E allora, che cosa fare con la minoranza, se essa non vuole sottomettersi,
se essa non è d'accordo di sottomettersi alla volontà della
maggioranza? Può il partito, deve il partito, se ha la fiducia della
maggioranza, obbligare la minoranza a sottomettersi alla volontà della
maggioranza? Sì. Lo può e lo deve fare. La direzione si assicura
col metodo della persuasione, che è il metodo fondamentale dell'azione
del partito sulle masse. Ma questo non esclude, anzi presuppone, la costrizione,
se questa ha per base la fiducia e l'appoggio del partito da parte della maggioranza
della classe operaia e se viene applicata alla minoranza dopo che si è
saputo convincere la maggioranza. Sarebbe bene ricordare i dibattiti che ebbero
luogo nel nostro partito a questo proposito, al tempo della discussione sui
sindacati. In che cosa consisteva allora l'errore dell'opposizione, l'errore
del Comitato Centrale del Sindacato dei trasporti? Nel fatto che l'opposizione
considerava possibile la costrizione? No, non consisteva in questo. L'errore
dell'opposizione consistette allora nel fatto che essa, non essendo in condizione
di convincere la maggioranza della giustezza della sua posizione, avendo perduto
la fiducia della maggioranza, cionondimeno incominciò ad applicare
la costrizione e insistette per « cacciar via » gli uomini che
godevano la fiducia della maggioranza.
Ecco che cosa disse allora Lenin, al Decimo Congresso del partito, nel suo
discorso sui sindacati:
« Per stabilire dei rapporti di fiducia reciproca tra l'avanguardia
della classe operaia e la massa operaia bisognava, se il Comitato Centrale
del Sindacato dei trasporti aveva commesso un errore,... bisognava correggerlo.

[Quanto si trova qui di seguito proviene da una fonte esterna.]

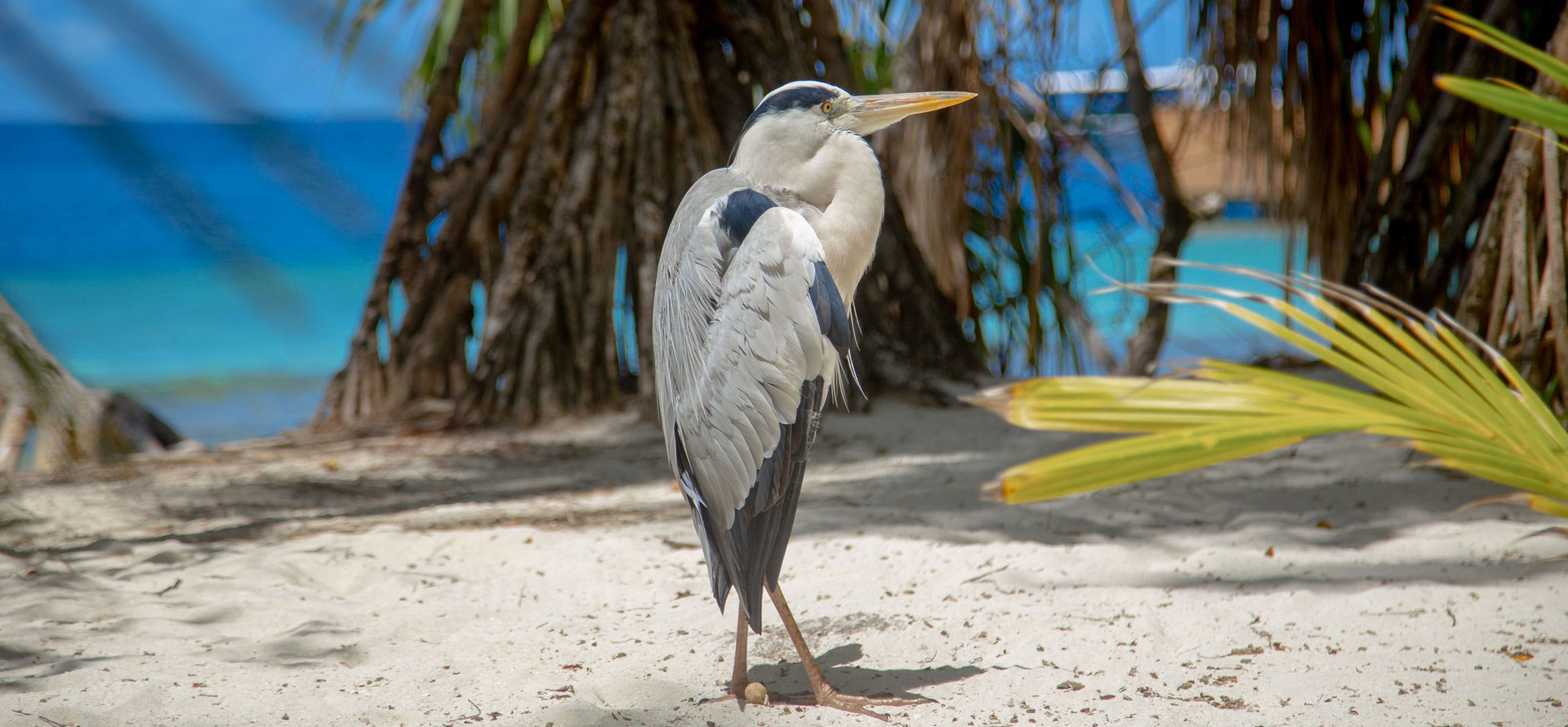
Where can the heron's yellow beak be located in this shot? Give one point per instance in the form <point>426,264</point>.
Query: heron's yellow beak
<point>869,114</point>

Ma quando si incomincia a difendere questo errore, ciò diventa la fonte
di un pericolo politico. Se non si fosse fatto il massimo possibile nel senso
della democrazia, tenendo conto dello stato d'animo espresso qui da Kutusov,
saremmo arrivati a un fallimento politico. Prima di tutto dobbiamo convincere,
e poi costringere. Dobbiamo ad ogni costo prima convincere, e poi costringere
(il corsivo è mio. G. St.). Non abbiamo saputo convincere le grandi
masse e abbiamo infranto il giusto rapporto che deve esistere tra l'avanguardia
e le masse » (« Discorso sui sindacati », vol. XXVI, p.
235, ed. russa).
La stessa cosa dice Lenin nel suo opuscolo « Sui sindacati »:
« Abbiamo impiegato giustamente e con successo la costrizione quando
abbiamo saputo incominciare col darle per base la persuasione » (Ibidem,
p. 74).
E questo è assolutamente giusto. Senza queste condizioni, infatti,
nessuna direzione è possibile. Soltanto in questo modo, infatti, si
può assicurare l'unità d'azione del partito, se si tratta del
partito, l'unità d'azione della classe, se si tratta della classe nel
suo assieme. Altrimenti si corre alla scissione, allo sbandamento, alla decomposizione
delle file della classe operaia.
Tali sono, in sostanza, le basi di una giusta direzione del partito.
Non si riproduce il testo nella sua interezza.